Por quase 67 anos, papai esteve ali, com uma fidelidade abraâmica, ao lado da mamãe e de todos nós. Certamente, por várias vezes, su’alma silente era transpassada pela aflição, a angústia, a dor. Mas nunca manifestou descontentamento, desespero. Sua vida se resumia em trabalhar para sustentar a família e em rezar para sustentar a fé. Igreja, trabalho e lar: o trinômio que constituiu a vida de meus pais.
A Igreja aqui significa toda sua dimensão de fé, de oração, de participação na vida eclesial. Não deixavam de participar da missa. Não passavam um dia sem rezar o terço. Ainda que meu pai cochilasse, cansado da faina do dia, e o rosário lhe caísse das mãos. Dava o horário de ir para a missa, dizia a quem estivesse em casa: “Podem ficar à vontade. Vou pra missa”. - Era o “rezador” do córrego. Celebrava a Palavra. Homem que estudava, rezava e tinha facilidade para dizer uma palavra boa, oportuna.

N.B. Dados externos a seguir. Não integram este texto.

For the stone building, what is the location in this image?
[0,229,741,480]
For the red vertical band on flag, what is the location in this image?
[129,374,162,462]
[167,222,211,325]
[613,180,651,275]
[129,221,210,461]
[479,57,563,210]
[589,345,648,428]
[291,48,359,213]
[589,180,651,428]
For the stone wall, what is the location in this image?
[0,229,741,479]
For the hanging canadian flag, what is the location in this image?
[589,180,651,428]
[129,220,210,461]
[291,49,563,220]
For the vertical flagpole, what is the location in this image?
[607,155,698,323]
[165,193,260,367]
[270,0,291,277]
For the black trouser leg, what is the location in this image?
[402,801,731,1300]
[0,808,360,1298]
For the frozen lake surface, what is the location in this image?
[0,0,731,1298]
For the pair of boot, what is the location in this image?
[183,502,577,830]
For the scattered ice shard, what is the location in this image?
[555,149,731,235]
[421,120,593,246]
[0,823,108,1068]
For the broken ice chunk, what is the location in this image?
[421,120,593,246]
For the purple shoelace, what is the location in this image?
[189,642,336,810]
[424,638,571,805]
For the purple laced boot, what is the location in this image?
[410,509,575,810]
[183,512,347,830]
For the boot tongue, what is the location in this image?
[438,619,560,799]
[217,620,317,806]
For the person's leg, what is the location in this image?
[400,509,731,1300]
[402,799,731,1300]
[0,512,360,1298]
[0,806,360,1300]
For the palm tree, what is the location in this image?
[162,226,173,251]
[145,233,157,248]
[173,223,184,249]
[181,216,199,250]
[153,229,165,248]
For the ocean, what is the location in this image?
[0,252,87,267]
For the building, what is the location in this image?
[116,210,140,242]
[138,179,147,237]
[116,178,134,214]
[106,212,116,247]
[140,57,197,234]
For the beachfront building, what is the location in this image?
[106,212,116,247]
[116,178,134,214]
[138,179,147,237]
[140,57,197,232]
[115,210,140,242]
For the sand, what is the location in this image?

O trabalho significa a honestidade de ambos na sustentação da casa. Papai nunca deu prejuízo a ninguém. Nunca recebeu propina. Nunca subornou ninguém nem deixou de pagar suas contas. Nunca recebeu dinheiro suspeito, ilícito. Jamais! Inversamente a isso, buscava ajudar a todos que lhe pedissem auxílio, alimento, um pouco de arroz, de feijão, de fubá. Dividia o pouco que tinha com quem precisasse. - Era o “aplicador de injeção” nos doentes da redondeza. Um “enfermeiro”. Curava muitas de nossas doenças com chás caseiros. A única herdeira desse dom é a Maria Marta: tem a sabedoria de ajudar a curar a pessoas.
O “lar” significa os cuidados do papai com os filhos e com a mamãe. Sua correção ao filho desobediente ou insubordinado era certeira. Não se omitia na educação dos filhos. Todo empenho para que estudassem os primeiros anos. Chamava para o trabalho no roçado, fizesse sol ou chuva. Não maltratava nem exigia demais: mas levava os filhos para o serviço. Cuidava da mamãe como “filha primogênita”, na expressão do Felipe, nosso irmão. Quando ela exagerava na correção de algum filho, ele lhe chamava a atenção: “Juracy, quando você for corrigir os filhos, não o faça com cabo de vassoura, mas primeiro com a palavra e, se preciso for, com a vara. Senão você machuca e gera revolta nos meninos”. E tinha todo zelo para com a mamãe na sua enfermidade. Quando chegava a casa, vindo do trabalho, e não tinha comida pronta, ele ia, sereno, para o fogão a lenha, acender o fogo, preparar uma comida bem frugal: arroz, feijão, angu, abóbora ou equivalente. Levava o prato de comida para a mamãe: “Aqui, Juracy! Coma!” Mamãe jantava satisfeita e feliz. - Era o homem do lar, da casa, pai e mãe: mais de uma vez me lembro de tê-lo visto descendo o morro para a mina d’água, com a bacia enorme de metal nos braços. Estava indo lavar nossas poucas e mulambentas roupas!
Uma vida simples, despojada de bens materiais e de reconhecimento social. Uma vida pobre mesmo. Mas a riqueza da graça de Deus nunca nos faltou. Os valores da vida de Nazaré estavam ali presentes. “Faltava tudo, mas a gente nem ligava. O importante não faltava: seu sorriso, seu olhar” (Pe. Zezinho).
Oremos: Papai e Mamãe, estamos certos de que vocês estão na vida plenificada em Cristo, no céu! “Ele enxugará toda lágrima dos seus olhos, pois nunca mais haverá morte, nem luto, nem clamor, e nem dor haverá mais” (Ap 21,4). Vocês sabem de nossas buscas e anseios e também de nossas limitações e fracassos. Peçam a Deus e a Nossa Senhora por nós. Muito obrigado pela vida doada generosamente a todos nós.